On April 1, the specialists at UC Davis discovered advanced osteosarcoma in Elgin’s remaining back leg. We saw the X-ray, could clearly see the spongy cancer breaking down the margins of his bone, and were devastated. They projected that a normal dog, with all its limbs, might have a good quality life for four months at this stage. Elgin, being a heavy mastiff and being that it was his only back leg, was looking at two months. And based upon their concern and cautions against Elgin moving around more than to go potty and to eat, Gary and I were planning for much less; maybe one month.
Thus we began indulging in his bucket list in earnest: His pool is now full of sand/dirt so he can dig and scrape as much as he wants. Large femur bones come home from the butcher, frequently. Our younger son spends a lot of time each day, laying on the floor next to wherever Elgin is resting, just petting his giant head and cuddling. I drive him to the park every morning, so he can sniff and pee on stuff without hopping very far, and sometimes his Browndog Girlfriends come visit him. And he gets a treat for almost everything; especially just for being Elgin. But we still won’t get him a cat.

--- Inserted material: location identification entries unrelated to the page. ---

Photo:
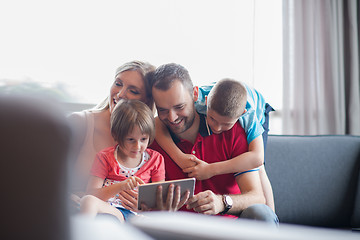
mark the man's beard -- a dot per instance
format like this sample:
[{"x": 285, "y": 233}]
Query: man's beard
[{"x": 187, "y": 122}]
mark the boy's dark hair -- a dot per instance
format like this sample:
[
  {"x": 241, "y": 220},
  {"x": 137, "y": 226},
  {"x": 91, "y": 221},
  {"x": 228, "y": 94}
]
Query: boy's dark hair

It is now June. Elgin breezed through the last two months almost like nothing was wrong. He still played, caught a rat behind the grill, chased the squirrels on the fence, still begged, still got ornery and frisky.
But we knew this streak of incredible goodness would wind down, and it seems it is doing just that. In the past two weeks we’ve noticed that he doesn’t dig anymore in his pool, but just lays in it. He picks and chooses which squirrels are worth chasing. He hops around the house and sits down almost as soon as he comes to a stop, not standing as much. He pants a little more and seems slightly restless. Just today he spent significant time licking his back leg where the cancer has come back. But meanwhile, he is still bright eyed, affectionate, and defends his home when he feels the need… his guardian nature overruling his pain as he storms the front door to growl and stare down solicitors.
This weekend he had a good hosing-down in the backyard, as temps were over 110. He used to play in the water, but this time I had to hold him still while I soaped him up, trying to wash away all the dirt he’s collected, wallowing in his dirt pool. He wasn’t enjoying his bath at all.
We were discussing how we will know when the right time to say goodbye will be. We are not ready for him to be gone from our lives. But we are not willing for him to suffer much. It seems that the Rainbow Bridge is looming closer every day.